The task force collected a number of actions that riders said they'd like to see public transit agencies take amid COVID-19 recovery, including face mask requirements; physical distancing requirements; and frequent cleaning of all transit spaces including HVAC systems. The riders also suggested a seal of some kind to help the public identify the agencies adhering to these practices.
"These findings led us to create the [program]," Washington said.
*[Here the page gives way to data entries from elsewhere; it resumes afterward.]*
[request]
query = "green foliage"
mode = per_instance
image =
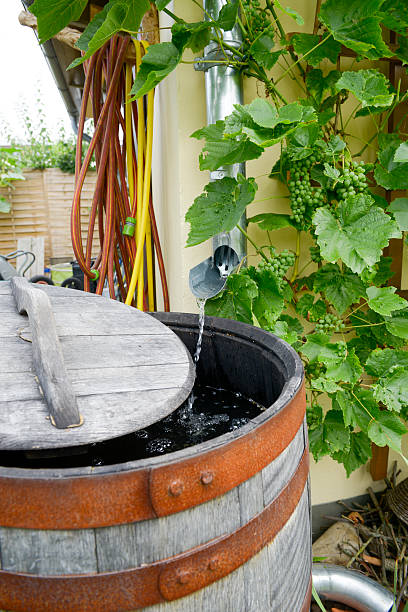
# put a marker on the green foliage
(116, 16)
(356, 25)
(370, 87)
(389, 173)
(357, 236)
(220, 208)
(316, 48)
(347, 322)
(10, 171)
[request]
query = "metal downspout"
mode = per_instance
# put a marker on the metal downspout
(223, 87)
(351, 588)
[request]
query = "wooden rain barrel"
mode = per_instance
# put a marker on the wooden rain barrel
(223, 526)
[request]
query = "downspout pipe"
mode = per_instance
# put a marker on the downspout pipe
(223, 89)
(336, 583)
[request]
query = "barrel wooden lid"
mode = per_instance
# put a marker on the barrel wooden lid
(125, 370)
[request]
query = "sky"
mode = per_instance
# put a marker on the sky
(24, 77)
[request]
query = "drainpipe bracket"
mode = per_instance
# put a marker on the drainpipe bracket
(215, 57)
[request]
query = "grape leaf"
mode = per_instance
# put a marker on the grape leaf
(194, 36)
(290, 12)
(261, 50)
(317, 444)
(235, 302)
(119, 16)
(53, 17)
(362, 346)
(363, 322)
(384, 301)
(356, 25)
(341, 287)
(267, 305)
(227, 152)
(358, 453)
(402, 51)
(383, 271)
(335, 145)
(317, 311)
(221, 150)
(304, 304)
(386, 430)
(370, 87)
(157, 63)
(304, 44)
(281, 328)
(397, 324)
(357, 407)
(219, 208)
(358, 236)
(394, 15)
(392, 389)
(331, 172)
(265, 114)
(318, 348)
(228, 15)
(271, 221)
(399, 209)
(336, 435)
(389, 173)
(381, 361)
(401, 154)
(325, 385)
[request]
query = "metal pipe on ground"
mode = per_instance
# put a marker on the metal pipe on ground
(336, 583)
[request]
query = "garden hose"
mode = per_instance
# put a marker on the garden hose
(121, 217)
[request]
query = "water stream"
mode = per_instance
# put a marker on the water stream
(188, 409)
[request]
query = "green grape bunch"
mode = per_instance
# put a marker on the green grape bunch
(304, 198)
(353, 180)
(256, 16)
(279, 264)
(329, 324)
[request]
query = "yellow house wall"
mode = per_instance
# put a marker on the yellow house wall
(180, 109)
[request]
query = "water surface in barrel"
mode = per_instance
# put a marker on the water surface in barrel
(214, 412)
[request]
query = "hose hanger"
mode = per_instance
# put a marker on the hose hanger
(121, 242)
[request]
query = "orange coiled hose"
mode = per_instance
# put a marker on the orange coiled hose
(105, 87)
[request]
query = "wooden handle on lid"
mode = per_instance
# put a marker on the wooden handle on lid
(48, 359)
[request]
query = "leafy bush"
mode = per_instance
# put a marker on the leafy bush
(347, 322)
(10, 171)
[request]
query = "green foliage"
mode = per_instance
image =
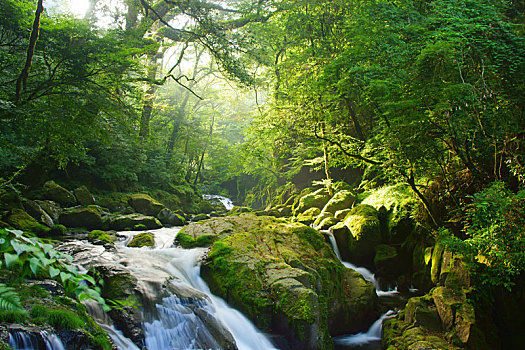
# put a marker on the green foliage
(9, 299)
(31, 257)
(495, 245)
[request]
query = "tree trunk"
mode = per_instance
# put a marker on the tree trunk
(22, 79)
(204, 151)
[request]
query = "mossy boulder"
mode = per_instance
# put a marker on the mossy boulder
(340, 201)
(21, 220)
(59, 194)
(83, 196)
(317, 199)
(39, 214)
(128, 222)
(285, 277)
(144, 204)
(363, 226)
(169, 218)
(102, 237)
(144, 239)
(308, 216)
(400, 203)
(81, 217)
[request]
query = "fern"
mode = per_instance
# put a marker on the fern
(9, 299)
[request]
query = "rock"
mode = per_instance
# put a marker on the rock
(81, 217)
(143, 239)
(51, 208)
(21, 220)
(363, 224)
(285, 277)
(169, 218)
(308, 216)
(340, 201)
(33, 209)
(127, 222)
(317, 199)
(341, 214)
(421, 311)
(200, 217)
(83, 196)
(57, 193)
(144, 204)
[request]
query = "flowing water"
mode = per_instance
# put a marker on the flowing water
(179, 311)
(227, 202)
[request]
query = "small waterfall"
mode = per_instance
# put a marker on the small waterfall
(22, 340)
(227, 202)
(373, 333)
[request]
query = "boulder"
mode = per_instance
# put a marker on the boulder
(144, 204)
(21, 220)
(285, 277)
(51, 208)
(83, 196)
(308, 216)
(33, 209)
(317, 199)
(169, 218)
(59, 194)
(128, 222)
(144, 239)
(340, 201)
(81, 217)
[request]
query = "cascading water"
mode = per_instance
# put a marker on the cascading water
(21, 340)
(189, 318)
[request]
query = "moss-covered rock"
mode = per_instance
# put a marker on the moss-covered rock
(144, 239)
(83, 196)
(340, 201)
(98, 236)
(128, 222)
(363, 225)
(59, 194)
(21, 220)
(81, 217)
(308, 216)
(144, 204)
(317, 199)
(286, 278)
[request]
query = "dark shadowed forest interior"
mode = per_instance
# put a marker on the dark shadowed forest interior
(262, 174)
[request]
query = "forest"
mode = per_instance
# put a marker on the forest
(261, 174)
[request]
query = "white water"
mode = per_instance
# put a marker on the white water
(174, 323)
(227, 202)
(24, 341)
(373, 333)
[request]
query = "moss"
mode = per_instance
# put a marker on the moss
(187, 241)
(98, 235)
(143, 239)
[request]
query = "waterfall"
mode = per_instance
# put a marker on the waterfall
(23, 340)
(179, 311)
(227, 202)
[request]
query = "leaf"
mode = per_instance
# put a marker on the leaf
(10, 259)
(34, 264)
(53, 272)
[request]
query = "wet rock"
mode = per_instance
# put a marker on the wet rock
(83, 196)
(144, 204)
(317, 199)
(59, 194)
(143, 239)
(128, 222)
(88, 218)
(285, 277)
(33, 209)
(169, 218)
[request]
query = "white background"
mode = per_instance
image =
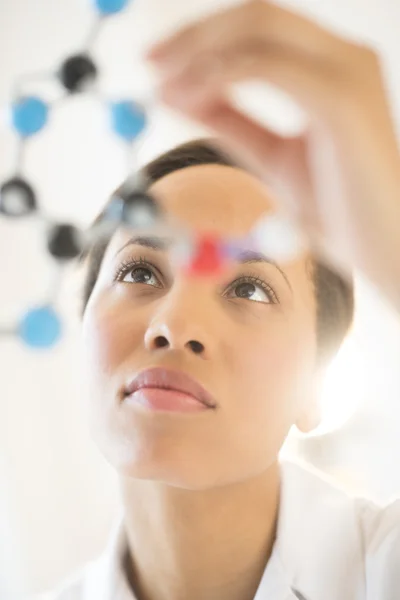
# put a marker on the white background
(63, 495)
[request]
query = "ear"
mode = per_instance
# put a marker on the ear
(310, 415)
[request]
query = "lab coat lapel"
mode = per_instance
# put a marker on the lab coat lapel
(319, 540)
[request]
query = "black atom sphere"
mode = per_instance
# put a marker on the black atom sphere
(139, 209)
(17, 198)
(64, 242)
(77, 72)
(134, 208)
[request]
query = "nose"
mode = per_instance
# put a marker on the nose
(179, 327)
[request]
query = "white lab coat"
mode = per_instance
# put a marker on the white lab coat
(329, 547)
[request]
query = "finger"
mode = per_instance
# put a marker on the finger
(315, 86)
(255, 22)
(270, 157)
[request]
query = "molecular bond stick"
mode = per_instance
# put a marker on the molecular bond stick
(41, 326)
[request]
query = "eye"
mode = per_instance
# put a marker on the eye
(137, 271)
(252, 288)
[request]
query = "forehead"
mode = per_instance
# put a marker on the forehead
(217, 198)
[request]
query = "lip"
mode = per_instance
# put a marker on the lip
(158, 379)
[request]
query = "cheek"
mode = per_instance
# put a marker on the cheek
(276, 363)
(110, 334)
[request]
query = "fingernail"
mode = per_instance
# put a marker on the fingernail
(157, 52)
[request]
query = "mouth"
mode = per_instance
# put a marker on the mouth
(167, 390)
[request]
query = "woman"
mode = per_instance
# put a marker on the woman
(209, 511)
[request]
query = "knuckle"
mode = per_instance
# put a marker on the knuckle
(255, 15)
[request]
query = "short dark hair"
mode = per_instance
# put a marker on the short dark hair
(334, 296)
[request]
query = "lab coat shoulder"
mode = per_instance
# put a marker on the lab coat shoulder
(330, 545)
(354, 542)
(381, 533)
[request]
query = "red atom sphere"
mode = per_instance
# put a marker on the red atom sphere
(208, 259)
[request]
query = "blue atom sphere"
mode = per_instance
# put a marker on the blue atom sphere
(110, 7)
(29, 115)
(40, 327)
(128, 119)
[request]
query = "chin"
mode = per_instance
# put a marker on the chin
(171, 463)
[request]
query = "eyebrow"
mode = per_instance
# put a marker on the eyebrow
(161, 244)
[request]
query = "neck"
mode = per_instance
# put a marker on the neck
(211, 544)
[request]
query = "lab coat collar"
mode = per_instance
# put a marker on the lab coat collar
(314, 520)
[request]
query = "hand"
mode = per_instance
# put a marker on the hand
(340, 179)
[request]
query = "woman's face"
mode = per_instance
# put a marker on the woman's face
(256, 350)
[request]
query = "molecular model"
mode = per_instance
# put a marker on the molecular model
(41, 326)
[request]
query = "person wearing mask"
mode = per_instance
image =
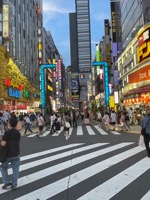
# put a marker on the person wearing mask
(2, 125)
(11, 139)
(74, 121)
(106, 120)
(113, 119)
(52, 123)
(66, 125)
(130, 112)
(145, 123)
(40, 123)
(27, 124)
(6, 116)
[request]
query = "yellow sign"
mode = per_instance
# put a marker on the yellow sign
(5, 21)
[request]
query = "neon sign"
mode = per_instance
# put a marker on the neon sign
(143, 52)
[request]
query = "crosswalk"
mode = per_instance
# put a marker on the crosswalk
(102, 170)
(80, 132)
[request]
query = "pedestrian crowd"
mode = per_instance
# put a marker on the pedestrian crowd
(11, 124)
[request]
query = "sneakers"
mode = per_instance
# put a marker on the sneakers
(5, 186)
(67, 137)
(14, 187)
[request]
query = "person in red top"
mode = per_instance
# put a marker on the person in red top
(11, 139)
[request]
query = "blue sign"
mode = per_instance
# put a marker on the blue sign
(42, 84)
(14, 93)
(106, 79)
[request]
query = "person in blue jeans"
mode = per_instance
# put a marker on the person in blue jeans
(11, 139)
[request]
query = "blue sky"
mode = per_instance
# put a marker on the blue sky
(56, 20)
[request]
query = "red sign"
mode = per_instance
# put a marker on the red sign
(142, 74)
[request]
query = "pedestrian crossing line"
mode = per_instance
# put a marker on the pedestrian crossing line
(35, 155)
(101, 130)
(46, 133)
(58, 133)
(70, 130)
(115, 133)
(146, 196)
(111, 187)
(90, 130)
(52, 189)
(56, 157)
(79, 130)
(32, 135)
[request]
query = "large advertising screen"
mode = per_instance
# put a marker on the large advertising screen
(75, 87)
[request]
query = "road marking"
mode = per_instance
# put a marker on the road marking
(111, 187)
(35, 155)
(115, 133)
(52, 189)
(100, 130)
(146, 196)
(56, 157)
(70, 130)
(79, 130)
(32, 135)
(90, 130)
(58, 133)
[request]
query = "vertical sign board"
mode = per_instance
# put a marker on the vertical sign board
(75, 87)
(42, 83)
(106, 80)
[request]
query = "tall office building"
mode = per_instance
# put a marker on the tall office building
(82, 51)
(133, 52)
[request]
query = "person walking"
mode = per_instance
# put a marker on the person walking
(66, 125)
(145, 123)
(99, 117)
(113, 119)
(52, 123)
(106, 120)
(74, 121)
(6, 116)
(130, 113)
(11, 139)
(40, 123)
(27, 124)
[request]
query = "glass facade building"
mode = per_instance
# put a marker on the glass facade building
(23, 45)
(134, 15)
(83, 35)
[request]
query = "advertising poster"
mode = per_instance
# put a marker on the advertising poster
(75, 87)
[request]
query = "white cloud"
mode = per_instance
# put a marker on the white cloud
(101, 16)
(51, 7)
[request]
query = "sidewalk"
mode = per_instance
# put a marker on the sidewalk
(133, 128)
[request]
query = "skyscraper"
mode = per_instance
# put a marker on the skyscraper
(81, 37)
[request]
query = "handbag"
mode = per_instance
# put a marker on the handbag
(141, 141)
(3, 153)
(67, 124)
(143, 130)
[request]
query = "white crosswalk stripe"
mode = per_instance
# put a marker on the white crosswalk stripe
(104, 191)
(146, 196)
(78, 131)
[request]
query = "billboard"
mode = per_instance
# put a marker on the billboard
(75, 87)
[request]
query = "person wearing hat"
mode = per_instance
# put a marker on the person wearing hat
(145, 123)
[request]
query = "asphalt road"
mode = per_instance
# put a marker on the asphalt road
(92, 165)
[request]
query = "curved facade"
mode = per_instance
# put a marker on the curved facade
(134, 70)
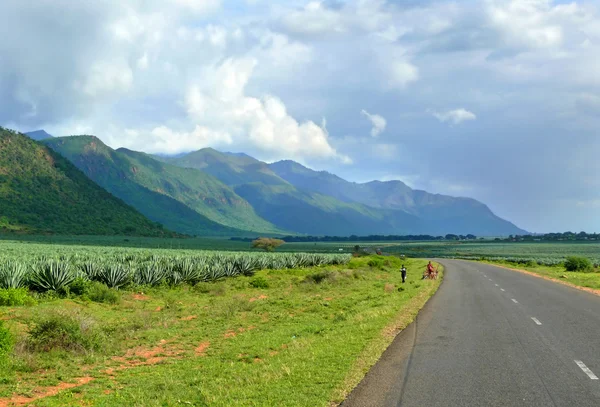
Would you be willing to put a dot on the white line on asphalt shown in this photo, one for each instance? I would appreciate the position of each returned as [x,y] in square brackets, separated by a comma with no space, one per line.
[586,370]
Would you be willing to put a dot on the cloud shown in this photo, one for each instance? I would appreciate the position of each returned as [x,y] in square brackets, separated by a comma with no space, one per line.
[456,116]
[378,122]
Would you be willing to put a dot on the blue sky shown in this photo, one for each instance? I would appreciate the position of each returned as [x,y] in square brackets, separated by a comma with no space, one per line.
[497,99]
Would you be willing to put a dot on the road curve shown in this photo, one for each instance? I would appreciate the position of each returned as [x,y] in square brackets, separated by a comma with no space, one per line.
[492,337]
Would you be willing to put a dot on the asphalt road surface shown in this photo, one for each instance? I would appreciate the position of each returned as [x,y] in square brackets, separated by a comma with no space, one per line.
[492,337]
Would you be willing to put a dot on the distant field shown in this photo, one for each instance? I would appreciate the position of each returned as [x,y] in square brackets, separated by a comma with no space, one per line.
[543,253]
[274,337]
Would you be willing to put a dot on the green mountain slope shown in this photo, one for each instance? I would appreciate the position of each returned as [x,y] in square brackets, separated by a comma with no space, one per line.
[138,178]
[118,173]
[440,214]
[40,191]
[231,169]
[288,207]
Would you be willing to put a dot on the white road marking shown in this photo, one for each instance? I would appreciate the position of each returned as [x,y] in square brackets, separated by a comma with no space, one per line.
[586,370]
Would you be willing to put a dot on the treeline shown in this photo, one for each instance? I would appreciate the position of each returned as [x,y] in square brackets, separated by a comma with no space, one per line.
[370,238]
[554,237]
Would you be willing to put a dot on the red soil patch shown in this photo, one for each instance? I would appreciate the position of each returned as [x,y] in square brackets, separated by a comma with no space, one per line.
[588,289]
[140,297]
[44,392]
[141,356]
[201,349]
[229,334]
For these commitments to be effective, all stakeholders — riders, employees and the communities they serve — must take actions that align with the goals of APTA, Washington added.
"In all the tools we've prepared for the program, the message you'll see most often is, we're all in this together — and we are," Washington said. "We need a shared sense of purpose to succeed."
In developing the program, officials created a toolkit with a "wide array" of information and marketing materials that agencies can use or create to share its commitment with riders, said Joanna Pinkerton, president and CEO of the Central Ohio Transit Authority and co-chair of the task force.
"We were very careful in the material and the information we’ve provided ... particularly knowing that not all of them have deep pockets when it comes to a marketing budget," she said.
And as for the agencies that do commit to this program, it will be key to maintain transparency and information-sharing to regain trust with riders, said Bacarra Sanderson Mauldin, CEO of the Chatham Area Transit in Savannah, GA.
"COVID-19 moved the transit industry from business as usual to business very unusual," Sanderson Mauldin said. She explained that when her agency first began implementing COVID-19 response strategies, "we heard a few complaints here and there, [but] we were determined to move the message forward."
"We communicate, communicate and communicate," she said.